Novartis gets 4% sales lift as 'growth products' make good on their label

Novartis' ($NVS) third-quarter profit may have gotten a large boost from the sale of its Idenix ($IDIX) stake to Merck ($MRK) this summer, with cost cuts kicking in, too. But when it comes to top-line results that topped analysts' forecasts, the company has its own hot sellers to thank.

In addition to a 44% hike in third-quarter earnings, the Swiss pharma giant posted a 4% sales rise to $14.7 billion. While pharma revenue came in flat, Novartis' growth products performed well enough to offset the damage from generics to blockbuster Diovan, which helped take an 8% bite out of sales.

Those growth products did it by putting up $3.5 billion in net sales, a 16% increase over the year-ago quarter. Multiple sclerosis pill Gilenya, cancer treatment Afinitor and leukemia therapy Tasigna drove the boost, each posting growth that topped 20% to help growth products generate 44% of overall pharma sales.
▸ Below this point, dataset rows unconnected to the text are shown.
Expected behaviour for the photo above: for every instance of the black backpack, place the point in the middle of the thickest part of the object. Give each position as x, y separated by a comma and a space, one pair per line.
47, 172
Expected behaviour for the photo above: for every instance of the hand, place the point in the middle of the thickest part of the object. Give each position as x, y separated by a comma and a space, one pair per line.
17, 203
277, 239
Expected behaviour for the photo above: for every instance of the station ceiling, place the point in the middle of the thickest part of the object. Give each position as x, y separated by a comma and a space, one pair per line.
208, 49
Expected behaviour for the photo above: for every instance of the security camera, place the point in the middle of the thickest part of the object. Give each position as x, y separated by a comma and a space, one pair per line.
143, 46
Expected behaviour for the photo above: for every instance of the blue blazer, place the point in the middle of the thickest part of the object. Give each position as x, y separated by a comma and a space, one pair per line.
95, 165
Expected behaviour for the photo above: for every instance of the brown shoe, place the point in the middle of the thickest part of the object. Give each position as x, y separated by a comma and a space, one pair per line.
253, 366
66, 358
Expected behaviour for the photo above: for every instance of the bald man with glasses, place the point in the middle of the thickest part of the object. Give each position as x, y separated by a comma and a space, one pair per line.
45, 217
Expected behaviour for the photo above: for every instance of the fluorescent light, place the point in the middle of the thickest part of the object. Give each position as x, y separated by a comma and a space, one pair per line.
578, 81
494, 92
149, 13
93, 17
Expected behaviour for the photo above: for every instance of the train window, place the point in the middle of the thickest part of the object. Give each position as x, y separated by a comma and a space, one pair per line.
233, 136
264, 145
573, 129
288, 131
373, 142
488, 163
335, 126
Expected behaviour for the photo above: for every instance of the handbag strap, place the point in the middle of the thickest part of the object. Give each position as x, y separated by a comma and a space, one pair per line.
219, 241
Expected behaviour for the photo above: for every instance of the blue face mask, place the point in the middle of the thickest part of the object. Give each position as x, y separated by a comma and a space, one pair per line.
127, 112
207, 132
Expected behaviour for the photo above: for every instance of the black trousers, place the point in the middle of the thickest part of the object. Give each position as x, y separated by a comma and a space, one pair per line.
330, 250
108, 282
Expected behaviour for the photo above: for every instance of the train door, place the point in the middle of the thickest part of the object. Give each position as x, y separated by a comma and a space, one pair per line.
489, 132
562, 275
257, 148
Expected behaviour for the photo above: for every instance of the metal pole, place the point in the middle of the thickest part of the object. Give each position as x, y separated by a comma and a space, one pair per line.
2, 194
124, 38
Gilenya in particular shined, pushing forth despite an increase in competition in both the U.S. and abroad. Outside the U.S, the oral therapy churned out the best first-half sales tally in the MS market, pharma chief David Epstein said on an investor conference call. Afinitor also tapped multiple growth sources beyond its breast cancer indication, while Tasigna delivered its double-digit growth numbers 7 years post-launch, he noted.

Emerging markets also came up big for the Basel-based drugmaker, leaping ahead 13% in constant currencies on the back of standout showings in China, Brazil and Russia. IMS now ranks Novartis as the No. 2 pharma company in developing markets, Epstein said.

"We're still not seeing a slowdown in emerging markets despite the fact that the economies are slowing down," CEO Joe Jimenez said on the call.

Growth in these areas is something Novartis is ready to get used to, now that it has shed a group of underperforming units. Since undergoing a lengthy strategic review, the company has divested its blood diagnostics business to Spain's Grifols, sold its animal health unit to Eli Lilly, agreed to a multibillion-dollar asset swap that sent most of its vaccines unit to GlaxoSmithKline and carved out a consumer health joint venture, and--as of Sunday--cast off the remainder of the vaccines business to Australia's CSL.

"The transformation continues to be on track," Jimenez said on the call.